All PDX work involving animals is conducted in dedicated housing and surgical suites in the Transgenic Mouse Facility of BCM, a fully AAALAC-accredited animal care and housing facility. Work is supported by the Center for Comparative Medicine which administers the facility. CCM provides full veterinary care, administrative and regulatory oversight, and assistance with animal husbandry. All CAM-PDX and tumor organoid work is conducted in dedicated space in the Neurosensory Tower.

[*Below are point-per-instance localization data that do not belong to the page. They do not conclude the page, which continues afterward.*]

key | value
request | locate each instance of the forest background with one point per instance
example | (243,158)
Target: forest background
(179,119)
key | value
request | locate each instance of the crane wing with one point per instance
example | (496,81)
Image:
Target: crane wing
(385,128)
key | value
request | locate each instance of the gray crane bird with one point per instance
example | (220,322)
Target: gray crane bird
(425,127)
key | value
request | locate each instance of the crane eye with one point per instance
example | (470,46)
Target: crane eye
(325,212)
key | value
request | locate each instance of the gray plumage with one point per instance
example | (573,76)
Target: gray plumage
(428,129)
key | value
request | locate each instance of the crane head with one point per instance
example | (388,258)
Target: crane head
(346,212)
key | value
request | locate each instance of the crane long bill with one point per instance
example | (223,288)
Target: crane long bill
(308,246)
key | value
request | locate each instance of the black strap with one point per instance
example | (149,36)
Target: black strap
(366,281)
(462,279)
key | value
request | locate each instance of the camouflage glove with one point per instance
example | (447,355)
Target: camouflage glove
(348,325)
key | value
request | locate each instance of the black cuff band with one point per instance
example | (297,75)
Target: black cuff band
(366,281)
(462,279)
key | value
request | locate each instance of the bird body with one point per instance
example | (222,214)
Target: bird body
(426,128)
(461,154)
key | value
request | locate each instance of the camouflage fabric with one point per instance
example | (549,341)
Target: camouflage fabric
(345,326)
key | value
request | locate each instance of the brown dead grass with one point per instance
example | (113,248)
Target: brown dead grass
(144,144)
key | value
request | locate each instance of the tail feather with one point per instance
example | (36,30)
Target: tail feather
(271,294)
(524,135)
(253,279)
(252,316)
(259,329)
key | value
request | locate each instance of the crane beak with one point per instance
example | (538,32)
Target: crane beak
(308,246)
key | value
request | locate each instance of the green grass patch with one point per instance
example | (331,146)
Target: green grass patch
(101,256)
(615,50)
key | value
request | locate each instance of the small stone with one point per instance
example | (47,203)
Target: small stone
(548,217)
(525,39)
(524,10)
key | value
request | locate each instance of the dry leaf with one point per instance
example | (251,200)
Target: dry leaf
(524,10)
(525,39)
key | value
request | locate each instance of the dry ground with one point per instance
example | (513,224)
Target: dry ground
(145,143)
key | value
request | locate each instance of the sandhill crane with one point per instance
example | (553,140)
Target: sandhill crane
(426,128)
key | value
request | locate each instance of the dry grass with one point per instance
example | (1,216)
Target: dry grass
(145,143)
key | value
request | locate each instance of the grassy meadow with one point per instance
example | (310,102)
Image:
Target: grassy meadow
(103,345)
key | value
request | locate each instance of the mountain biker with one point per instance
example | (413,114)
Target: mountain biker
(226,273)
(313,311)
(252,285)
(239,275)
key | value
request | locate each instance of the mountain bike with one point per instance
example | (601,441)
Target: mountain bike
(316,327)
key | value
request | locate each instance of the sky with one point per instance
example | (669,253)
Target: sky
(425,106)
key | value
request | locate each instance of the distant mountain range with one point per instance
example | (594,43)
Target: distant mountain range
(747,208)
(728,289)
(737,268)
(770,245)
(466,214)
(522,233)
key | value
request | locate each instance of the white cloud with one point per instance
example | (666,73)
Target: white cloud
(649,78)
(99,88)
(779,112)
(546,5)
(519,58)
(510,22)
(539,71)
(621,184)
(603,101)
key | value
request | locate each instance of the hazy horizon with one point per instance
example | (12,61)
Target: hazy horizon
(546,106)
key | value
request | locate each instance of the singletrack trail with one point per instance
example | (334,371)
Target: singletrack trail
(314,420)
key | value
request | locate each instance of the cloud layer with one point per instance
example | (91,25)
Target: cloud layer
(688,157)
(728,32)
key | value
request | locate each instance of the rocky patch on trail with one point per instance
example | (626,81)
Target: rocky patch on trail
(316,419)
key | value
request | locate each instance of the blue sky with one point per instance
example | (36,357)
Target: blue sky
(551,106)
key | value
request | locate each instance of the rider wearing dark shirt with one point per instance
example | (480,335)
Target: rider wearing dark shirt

The core holds monthly PDX interest group meetings in which two PDX/CAM-PDX projects will be discussed each meeting, and there will be an opportunity for group discussion of PDX-related issues. In addition, the core holds monthly operational meetings between the two PDX units. Core directors are available for individual consultations with interested investigators on an as-needed basis.
For detailed information on PDX models represented in the core, please visit our PDX Portal website.
Acknowledgements of Core in Publications
Publications containing assay results, data, images or products generated by the core require citation in the acknowledgment section of the paper to include the core name, core personnel and any grants that directly support core operations (P30 Cancer Center Support Grant NCI-CA125123, CPRIT Core Facilities Support Grant RP170691). If authorship criteria are met by any of the core staff, then they must be included as authors on publications.
For publications utilizing the AIM Unit:
Core name: Patient-derived Xenograft and Advanced In Vivo Models Core
Personnel: Academic Director, Hugo Villanueva, Ph.D., Technical Director
Grants supporting the core: CPRIT Core Facility Award (RP170691) and P30 Cancer Center Support Grant (NCI-CA125123).
For publications utilizing the PDX Unit:
Core name: Patient-derived Xenograft and Advanced In Vivo Models Core
Personnel: Michael T. Lewis, Ph.D., Academic Director, Lacey E. Dobrolecki, M.S., Technical Director.
Grants supporting the core: CPRIT Core Facility Award (RP170691) and P30 Cancer Center Support Grant (NCI-CA125123).